На этом месте записи обрывались. На оставшихся двух листках я увидела эссе. Сверху стояло название «Вампир и роза». Я вспомнила новую картину Ренаты. Но читать не стала. Мое настроение оставляло желать лучшего. Я все еще не могла преодолеть злость. Хотелось немедленно вызвать Лилу, попросить, чтобы она снова создала мою вампирскую копию, отправиться в прошлое и наподдать этой Маришке как следует, чтоб знала. Я соскочила с дивана и начала быстро ходить по гостиной. Все не могла успокоиться. Убивала невозможность действовать и что эта «наглая тварь», а по-другому я не могла ее назвать, находится в такой близости от моего любимого. Умом я понимала, что у меня нет причин ревновать. Я уже не раз могла убедиться в верности Грега. Но после того случая с Лерой я будто получила ожог. При малейшем поводе душа начинала болеть, словно остался незаживающий рубец. И от этой боли ревность разгоралась с новой силой. Так происходило и сейчас. Тем более Маришка казалась мне симпатичной и здоровой девушкой, а Грег наверняка после превращения испытывал и сексуальный голод. Помню, как он красочно описал свой аппетит после обратного превращения, с каким наслаждением он поедал обыкновенный жареный картофель. Нетрудно было предположить, что не менее сильный голод возник у него и к физическим отношениям с девушками. Он столько лет был этого лишен. Грег не писал мне об этой стороне его превращения, но я была уверена, что она присутствует, а он просто не хочет меня огорчать. Но от таких мыслей моя ревность лишь усиливалась.

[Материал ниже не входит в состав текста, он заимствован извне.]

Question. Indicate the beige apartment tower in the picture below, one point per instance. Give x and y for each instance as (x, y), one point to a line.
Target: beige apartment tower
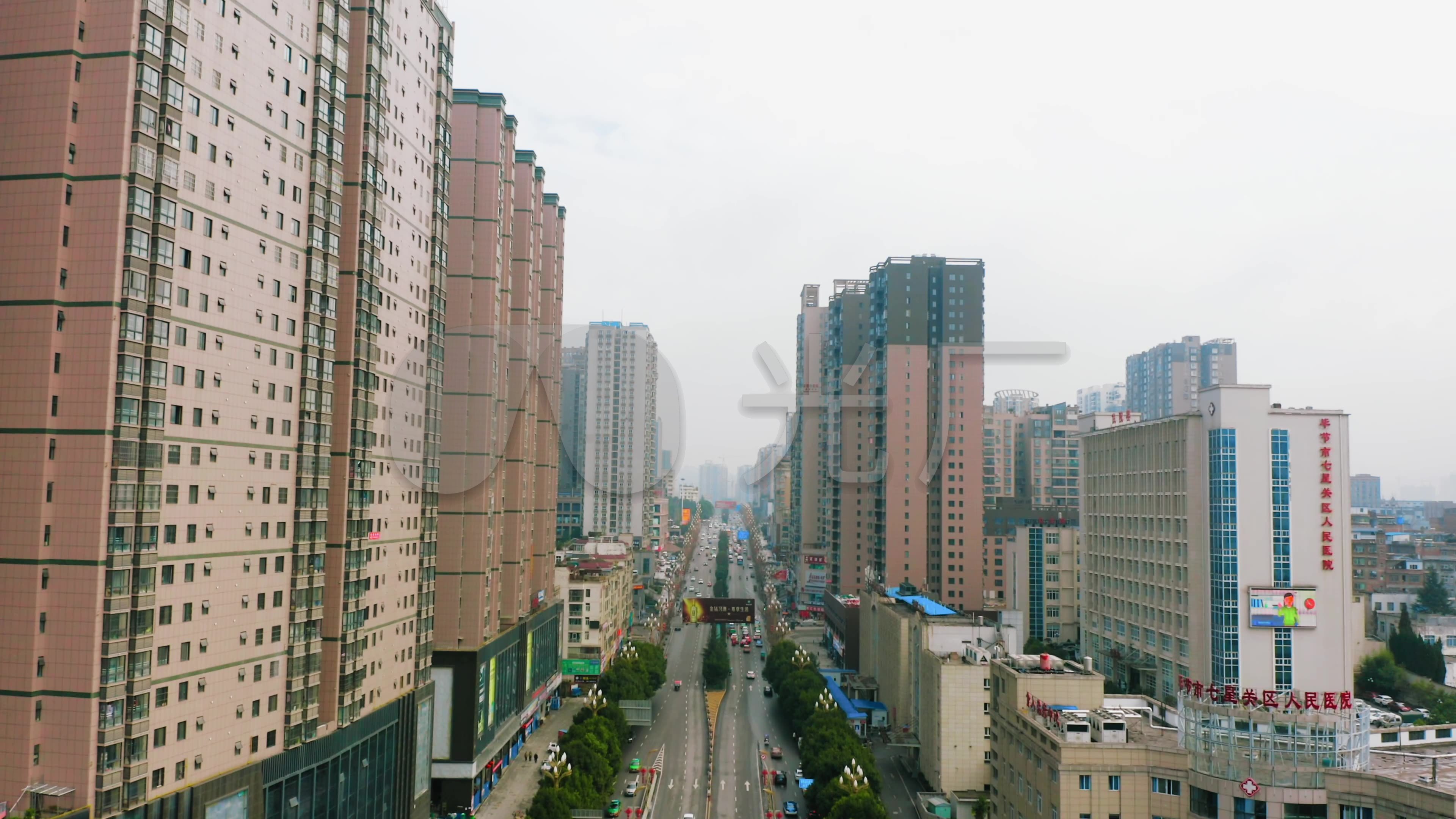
(225, 304)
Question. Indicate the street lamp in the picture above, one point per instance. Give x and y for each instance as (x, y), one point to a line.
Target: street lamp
(557, 767)
(596, 701)
(854, 779)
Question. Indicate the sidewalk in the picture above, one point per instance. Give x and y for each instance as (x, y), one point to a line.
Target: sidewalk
(518, 786)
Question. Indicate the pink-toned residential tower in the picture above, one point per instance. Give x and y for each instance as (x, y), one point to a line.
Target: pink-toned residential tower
(223, 301)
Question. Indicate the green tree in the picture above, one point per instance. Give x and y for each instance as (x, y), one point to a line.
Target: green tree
(1378, 674)
(863, 805)
(715, 662)
(780, 662)
(549, 803)
(1416, 655)
(1433, 596)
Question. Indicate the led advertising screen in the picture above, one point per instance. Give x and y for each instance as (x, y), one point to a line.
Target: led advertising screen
(719, 610)
(1282, 608)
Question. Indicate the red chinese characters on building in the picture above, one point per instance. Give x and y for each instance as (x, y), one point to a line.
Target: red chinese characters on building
(1327, 471)
(1231, 696)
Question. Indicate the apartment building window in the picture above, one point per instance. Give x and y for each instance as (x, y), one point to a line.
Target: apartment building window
(1171, 788)
(1224, 537)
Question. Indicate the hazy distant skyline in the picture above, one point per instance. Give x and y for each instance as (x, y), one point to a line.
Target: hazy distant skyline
(1130, 174)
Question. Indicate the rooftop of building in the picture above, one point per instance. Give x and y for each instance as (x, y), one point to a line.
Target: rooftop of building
(1414, 766)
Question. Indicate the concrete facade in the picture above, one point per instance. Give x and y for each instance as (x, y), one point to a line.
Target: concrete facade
(621, 428)
(196, 503)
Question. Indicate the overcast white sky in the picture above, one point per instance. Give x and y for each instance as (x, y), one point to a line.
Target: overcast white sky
(1280, 174)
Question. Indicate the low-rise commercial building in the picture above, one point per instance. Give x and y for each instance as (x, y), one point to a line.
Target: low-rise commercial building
(598, 589)
(1062, 748)
(929, 667)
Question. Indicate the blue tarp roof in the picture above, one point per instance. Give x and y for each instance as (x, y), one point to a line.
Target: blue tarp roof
(931, 607)
(845, 704)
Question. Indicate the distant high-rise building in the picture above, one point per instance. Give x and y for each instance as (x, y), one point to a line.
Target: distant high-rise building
(1228, 509)
(1165, 381)
(573, 420)
(712, 482)
(927, 369)
(1031, 470)
(1103, 399)
(804, 448)
(622, 458)
(216, 451)
(1365, 492)
(849, 463)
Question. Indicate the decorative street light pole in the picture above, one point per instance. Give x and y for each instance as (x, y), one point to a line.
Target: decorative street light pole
(596, 701)
(558, 769)
(854, 779)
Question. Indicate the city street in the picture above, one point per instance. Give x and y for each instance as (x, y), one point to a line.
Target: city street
(747, 716)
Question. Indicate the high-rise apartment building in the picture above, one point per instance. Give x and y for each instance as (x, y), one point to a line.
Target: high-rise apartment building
(804, 549)
(1165, 381)
(621, 428)
(1365, 492)
(1218, 547)
(927, 369)
(849, 463)
(1030, 470)
(712, 482)
(499, 611)
(226, 301)
(1103, 399)
(1045, 572)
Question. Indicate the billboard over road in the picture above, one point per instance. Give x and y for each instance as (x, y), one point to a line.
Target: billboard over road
(717, 610)
(580, 667)
(1282, 608)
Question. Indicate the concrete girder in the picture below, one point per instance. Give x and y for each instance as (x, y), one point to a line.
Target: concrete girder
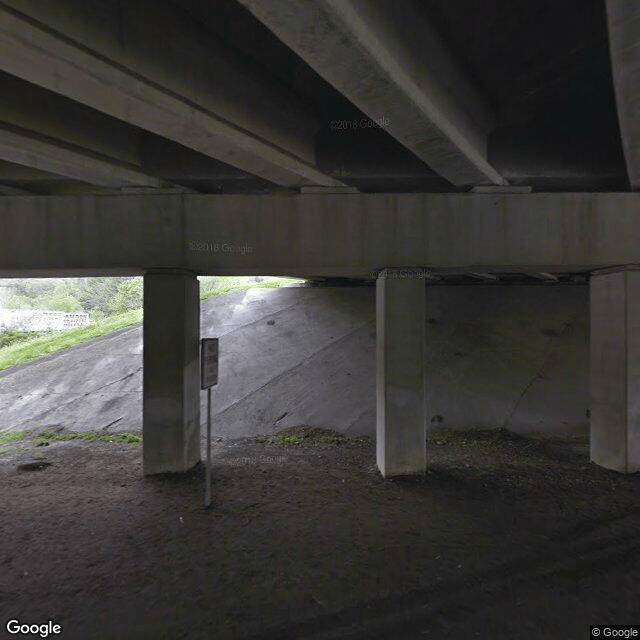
(623, 18)
(395, 68)
(349, 235)
(30, 150)
(221, 108)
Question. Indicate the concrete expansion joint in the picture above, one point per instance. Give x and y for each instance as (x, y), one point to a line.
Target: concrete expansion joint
(169, 271)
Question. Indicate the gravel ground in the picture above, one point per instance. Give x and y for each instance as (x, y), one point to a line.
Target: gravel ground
(504, 537)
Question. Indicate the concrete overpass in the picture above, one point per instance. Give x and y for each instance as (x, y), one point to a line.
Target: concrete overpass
(330, 138)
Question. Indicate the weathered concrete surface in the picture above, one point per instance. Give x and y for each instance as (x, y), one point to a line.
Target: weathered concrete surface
(317, 235)
(171, 372)
(495, 356)
(623, 17)
(128, 60)
(394, 65)
(615, 370)
(400, 375)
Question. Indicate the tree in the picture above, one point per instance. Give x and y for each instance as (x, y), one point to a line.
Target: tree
(128, 296)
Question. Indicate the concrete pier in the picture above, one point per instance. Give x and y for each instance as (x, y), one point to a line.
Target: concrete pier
(171, 389)
(400, 375)
(615, 370)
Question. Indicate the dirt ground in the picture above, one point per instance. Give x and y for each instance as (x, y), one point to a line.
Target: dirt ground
(504, 537)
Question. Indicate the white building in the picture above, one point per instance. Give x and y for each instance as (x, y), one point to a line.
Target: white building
(39, 320)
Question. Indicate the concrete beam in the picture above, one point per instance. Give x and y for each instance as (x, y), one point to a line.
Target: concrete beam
(30, 150)
(128, 60)
(615, 370)
(325, 235)
(623, 18)
(395, 68)
(6, 190)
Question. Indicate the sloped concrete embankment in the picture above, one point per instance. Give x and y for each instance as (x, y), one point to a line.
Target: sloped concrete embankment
(496, 356)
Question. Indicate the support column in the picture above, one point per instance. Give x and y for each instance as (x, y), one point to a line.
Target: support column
(400, 338)
(615, 370)
(171, 383)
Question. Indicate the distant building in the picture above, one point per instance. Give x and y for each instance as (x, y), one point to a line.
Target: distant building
(39, 320)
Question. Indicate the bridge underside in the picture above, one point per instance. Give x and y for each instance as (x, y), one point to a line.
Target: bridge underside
(329, 139)
(404, 242)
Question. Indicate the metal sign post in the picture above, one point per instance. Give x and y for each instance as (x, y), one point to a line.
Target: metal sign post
(208, 378)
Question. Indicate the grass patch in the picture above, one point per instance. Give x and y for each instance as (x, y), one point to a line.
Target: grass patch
(13, 436)
(236, 284)
(19, 353)
(314, 436)
(15, 354)
(47, 437)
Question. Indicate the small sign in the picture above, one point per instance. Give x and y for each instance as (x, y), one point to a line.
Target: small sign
(209, 362)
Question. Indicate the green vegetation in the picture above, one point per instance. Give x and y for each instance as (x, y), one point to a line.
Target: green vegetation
(314, 436)
(15, 336)
(112, 304)
(19, 353)
(13, 436)
(48, 436)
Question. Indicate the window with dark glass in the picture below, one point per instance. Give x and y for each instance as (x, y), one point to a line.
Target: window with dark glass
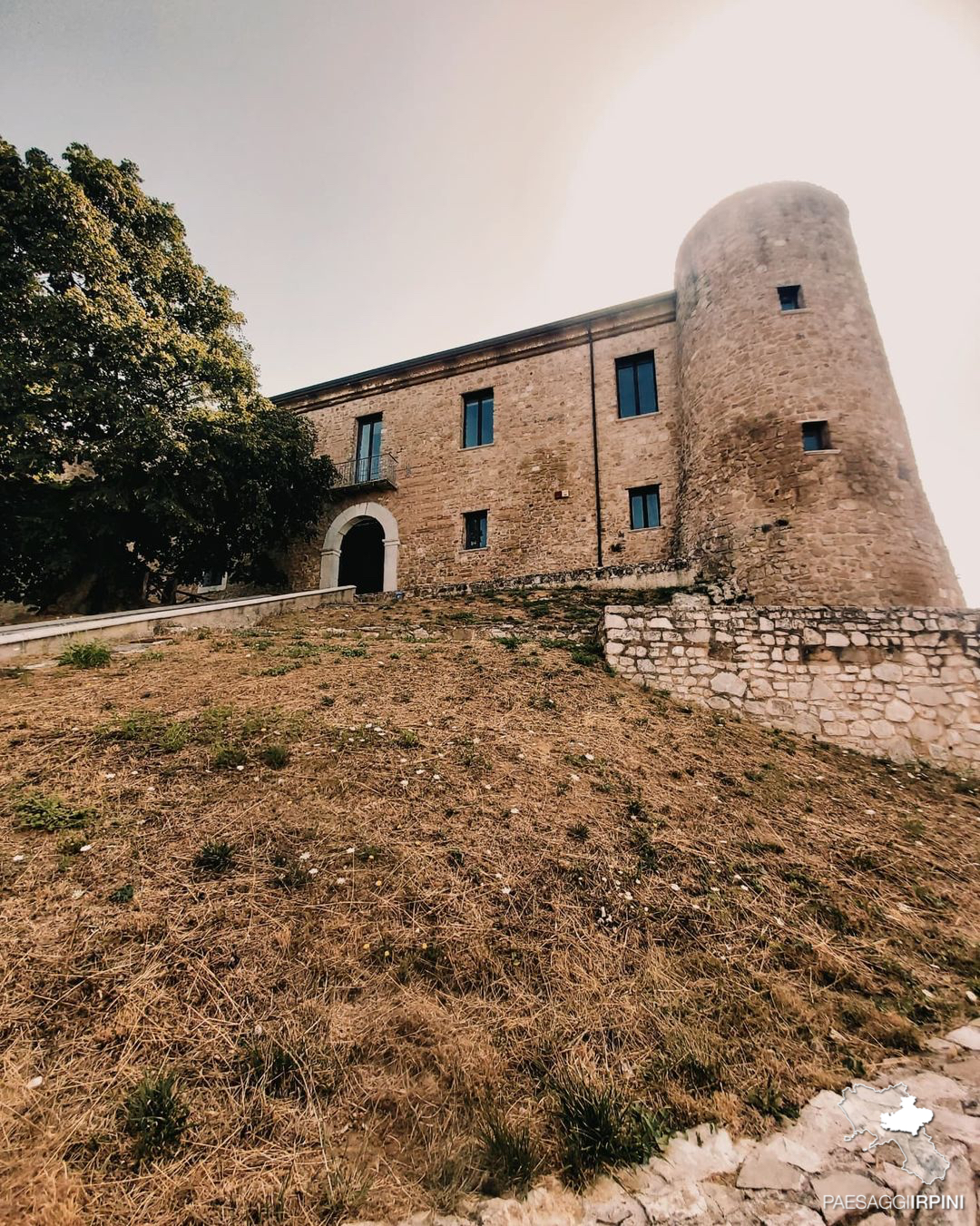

— Я должна взять себя в руки! — медленно произнесла я и аккуратно сложила листки. — У меня нет ни малейшего повода подозревать его хоть в чем-то! Грег любит меня. Я уверена. К тому же он написал, что лучше умрет, чем будет продолжать существование без меня. Разве это не доказывает его чувства? А ведь он может, если ничего не получится с его переходом в мое время, просто-напросто жениться на той же Маришке, нарожать с ней детей и жить до старости. Но у него и мыслей таких не возникает.

Я все-таки смогла успокоиться. На душе полегчало. Я уселась на диван и погрузила взгляд в картину, где мы с Грегом кружились на летнем цветущем лугу, подняв глаза в голубое небо. Мы выглядели такими счастливыми и беззаботными. Я смотрела, не отрываясь, и постепенно окончательно пришла в себя.